Gamification is not turning everything into a game; rather, it is finding what makes games interesting, fun, motivating, and engaging and taking those elements, designs and techniques and applying them in a non-game context like a business or a classroom environment. There is a whole lot more to this definition but this is the gist of it.
One of the activities that Kevin posed during the first week of the course was to make a list of the things in our life that involve games or play and see what distinguishes them. To preface, there are differences between Games and Play:
- closed, formal system, resolves itself in winners and losers (unequal outcomes)
- series of meaningful choices (think checker moves); something happens based on what you do
- problem-solving activity approached w/a playful attitude
Whereas Play= Freedom, doing whatever you want within limits
- for own sake
- exuberant energy,
- free movement w/in structured environ (think, “Magic Circle” by Huizinga),
- helps child become better
School and Testing immediately came to mind as games that students and teachers are involved in.
- Schools are closed, formal systems that resolves itself in the forms of “winners”- the students that perform well and receive good grades, follow the rules; and “losers”- those that don’t
- Students make meaningful choices where something happens based on what they do (or don’t do).
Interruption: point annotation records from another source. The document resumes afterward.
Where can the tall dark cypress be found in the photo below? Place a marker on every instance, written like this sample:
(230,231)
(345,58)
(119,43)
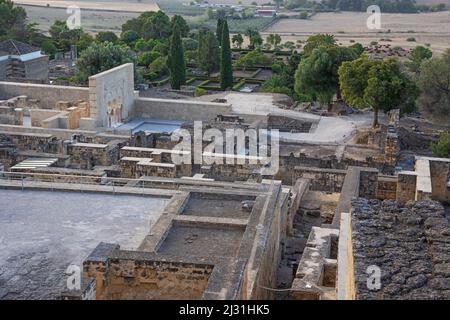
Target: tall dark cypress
(226,68)
(219,30)
(176,60)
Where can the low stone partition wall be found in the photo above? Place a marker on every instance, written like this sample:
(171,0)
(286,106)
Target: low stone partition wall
(131,275)
(11,115)
(28,141)
(402,250)
(359,182)
(387,187)
(39,115)
(166,109)
(226,257)
(316,274)
(160,156)
(47,95)
(329,180)
(133,167)
(88,155)
(300,188)
(429,180)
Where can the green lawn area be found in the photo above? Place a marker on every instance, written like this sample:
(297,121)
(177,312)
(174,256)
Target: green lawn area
(240,25)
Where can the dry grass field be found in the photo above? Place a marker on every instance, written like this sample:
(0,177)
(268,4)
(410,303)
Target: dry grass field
(129,6)
(426,28)
(91,21)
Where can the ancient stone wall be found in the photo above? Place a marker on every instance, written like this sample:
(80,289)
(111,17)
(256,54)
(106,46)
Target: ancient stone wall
(145,279)
(47,95)
(329,180)
(88,155)
(111,95)
(387,187)
(410,244)
(166,109)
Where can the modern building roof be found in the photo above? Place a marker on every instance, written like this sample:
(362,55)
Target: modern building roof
(13,47)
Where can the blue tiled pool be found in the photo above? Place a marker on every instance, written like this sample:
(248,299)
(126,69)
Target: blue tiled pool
(152,125)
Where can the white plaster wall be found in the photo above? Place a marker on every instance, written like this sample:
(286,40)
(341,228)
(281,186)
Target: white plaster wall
(116,83)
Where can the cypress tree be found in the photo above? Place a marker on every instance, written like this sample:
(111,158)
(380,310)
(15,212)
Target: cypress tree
(219,30)
(176,60)
(226,69)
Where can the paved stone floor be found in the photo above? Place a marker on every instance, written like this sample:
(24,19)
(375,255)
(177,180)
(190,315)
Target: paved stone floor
(43,232)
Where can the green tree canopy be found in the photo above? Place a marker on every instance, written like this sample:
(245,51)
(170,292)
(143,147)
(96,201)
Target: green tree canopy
(106,36)
(129,37)
(207,52)
(317,74)
(253,58)
(237,40)
(441,149)
(226,69)
(182,25)
(150,25)
(175,60)
(219,30)
(381,85)
(64,37)
(318,40)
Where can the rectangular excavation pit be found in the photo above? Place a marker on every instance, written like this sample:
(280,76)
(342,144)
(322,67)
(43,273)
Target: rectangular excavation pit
(219,205)
(201,241)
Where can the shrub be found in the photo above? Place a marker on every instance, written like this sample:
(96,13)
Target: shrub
(199,92)
(148,57)
(253,58)
(303,15)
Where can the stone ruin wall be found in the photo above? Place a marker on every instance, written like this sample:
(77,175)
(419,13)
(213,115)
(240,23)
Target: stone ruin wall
(141,279)
(409,243)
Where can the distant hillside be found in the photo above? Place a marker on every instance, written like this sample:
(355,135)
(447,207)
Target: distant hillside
(447,2)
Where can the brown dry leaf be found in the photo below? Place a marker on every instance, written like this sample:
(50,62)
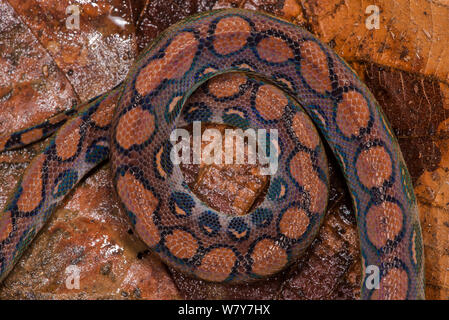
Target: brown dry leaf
(404,63)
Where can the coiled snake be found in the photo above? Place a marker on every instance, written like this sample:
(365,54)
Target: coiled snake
(283,67)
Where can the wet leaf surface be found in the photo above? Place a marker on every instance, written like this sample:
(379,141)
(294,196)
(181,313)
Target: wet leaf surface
(404,63)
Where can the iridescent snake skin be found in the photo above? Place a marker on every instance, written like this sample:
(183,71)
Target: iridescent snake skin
(271,69)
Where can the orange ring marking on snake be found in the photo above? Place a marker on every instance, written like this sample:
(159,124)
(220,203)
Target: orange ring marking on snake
(294,223)
(31,136)
(352,113)
(274,50)
(140,200)
(374,167)
(174,64)
(226,43)
(270,102)
(268,258)
(212,270)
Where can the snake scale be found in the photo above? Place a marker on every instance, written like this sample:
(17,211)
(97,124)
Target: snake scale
(270,71)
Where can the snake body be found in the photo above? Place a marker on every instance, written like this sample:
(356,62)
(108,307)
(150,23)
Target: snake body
(262,58)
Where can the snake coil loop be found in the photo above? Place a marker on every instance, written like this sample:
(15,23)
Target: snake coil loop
(267,71)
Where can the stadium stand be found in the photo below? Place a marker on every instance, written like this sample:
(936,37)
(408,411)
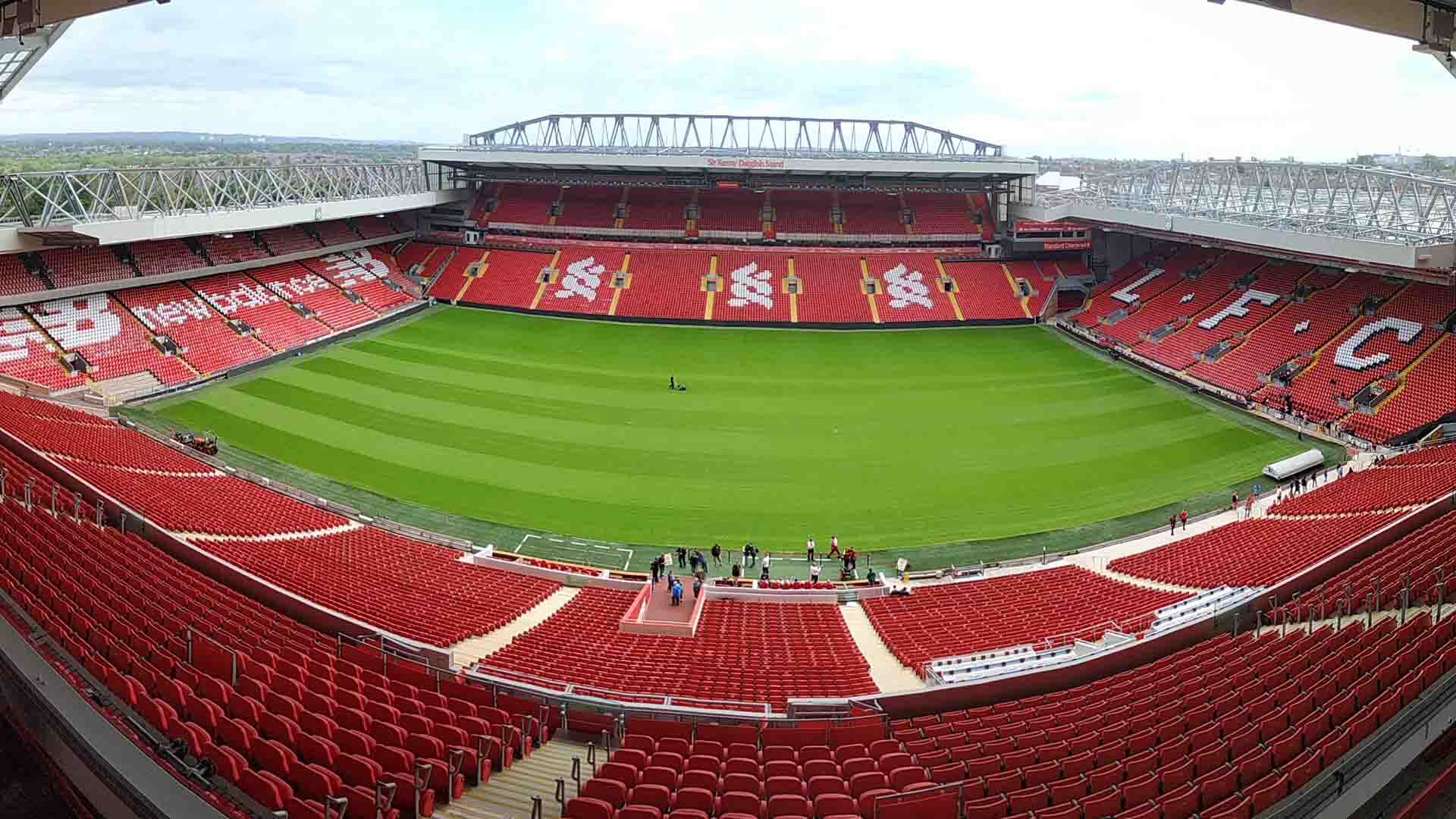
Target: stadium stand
(753,287)
(452,280)
(284,241)
(239,297)
(369,273)
(1423,397)
(584,284)
(111,340)
(743,651)
(335,232)
(235,248)
(28,354)
(1225,727)
(481,207)
(424,254)
(667,284)
(15,278)
(1301,328)
(1222,321)
(941,213)
(165,256)
(588,206)
(977,615)
(1183,299)
(730,210)
(1391,484)
(1426,557)
(525,205)
(801,212)
(1370,349)
(291,281)
(984,289)
(832,289)
(375,226)
(296,726)
(72,267)
(1120,292)
(912,290)
(871,213)
(1253,553)
(410,588)
(201,333)
(657,209)
(510,279)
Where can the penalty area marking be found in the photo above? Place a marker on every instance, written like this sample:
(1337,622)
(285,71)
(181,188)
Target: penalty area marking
(552,544)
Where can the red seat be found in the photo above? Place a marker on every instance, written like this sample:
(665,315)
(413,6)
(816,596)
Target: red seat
(789,805)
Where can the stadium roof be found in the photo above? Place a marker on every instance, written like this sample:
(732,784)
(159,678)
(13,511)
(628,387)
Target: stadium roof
(720,143)
(28,30)
(104,206)
(1432,24)
(1331,212)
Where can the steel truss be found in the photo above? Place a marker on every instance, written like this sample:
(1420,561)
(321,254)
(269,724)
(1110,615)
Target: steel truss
(18,55)
(63,197)
(714,134)
(1331,200)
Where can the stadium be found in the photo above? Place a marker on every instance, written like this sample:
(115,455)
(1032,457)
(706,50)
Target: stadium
(699,465)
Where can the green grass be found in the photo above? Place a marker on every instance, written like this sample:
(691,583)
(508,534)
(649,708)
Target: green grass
(999,438)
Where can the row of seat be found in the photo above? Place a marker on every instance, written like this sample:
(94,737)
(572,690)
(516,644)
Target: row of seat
(1251,553)
(410,588)
(1379,487)
(114,333)
(1421,560)
(743,651)
(669,284)
(305,720)
(733,212)
(73,267)
(1031,608)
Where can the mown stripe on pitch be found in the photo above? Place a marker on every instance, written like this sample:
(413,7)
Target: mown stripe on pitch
(688,463)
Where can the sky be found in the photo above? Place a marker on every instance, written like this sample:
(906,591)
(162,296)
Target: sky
(1131,79)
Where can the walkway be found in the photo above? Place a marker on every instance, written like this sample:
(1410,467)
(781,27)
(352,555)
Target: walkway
(884,668)
(509,793)
(468,651)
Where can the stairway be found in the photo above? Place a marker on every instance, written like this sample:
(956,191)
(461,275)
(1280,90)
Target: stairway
(469,651)
(884,668)
(509,793)
(123,388)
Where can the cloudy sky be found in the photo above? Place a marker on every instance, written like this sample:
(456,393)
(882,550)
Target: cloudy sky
(1111,77)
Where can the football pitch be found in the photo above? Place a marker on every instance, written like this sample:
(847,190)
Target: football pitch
(886,439)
So, the students pay attention in class, study for the test, perform well on the test OR students don’t pay attention in class, don’t study and don’t perform well (or variations of the above). Students choose to follow the rules and stay out of trouble, or they don’t
- Students are involved in the daily problem-solving activity of doing school
Testing fits in with the definition as well. Testing is a closed, formal system that resolves itself in the form of winners (the students who perform, the teachers whose students perform and the schools whose teachers had students who perform well); and losers (the students, teachers and schools whose students do not perform well).
Here is where the definition divides: The schools make the “meaningful” choices to align the curriculum. Now the teachers will teach the students the material that they need to know in order to perform well on the test. The schools that perform well can receive the funding and the teachers will be evaluated positively because their evaluations are tied to these test scores. The students, unfortunately have no say in the matter and the teachers, though they may not agree with the mandates, are left to make the “choice”; if you can really call it that.
Unfortunately, what is often missing from the Game of School, is the Fun. The joy of learning for learning’s sake. The joy of reading for reading’s sake. The free movement within a structured environment. “Whoever Must Play, cannot play” (Mary Poppins); once someone is forced to do something, it is no longer fun. In fact, it can even de-motivate students (and teachers) from doing what they originally enjoyed.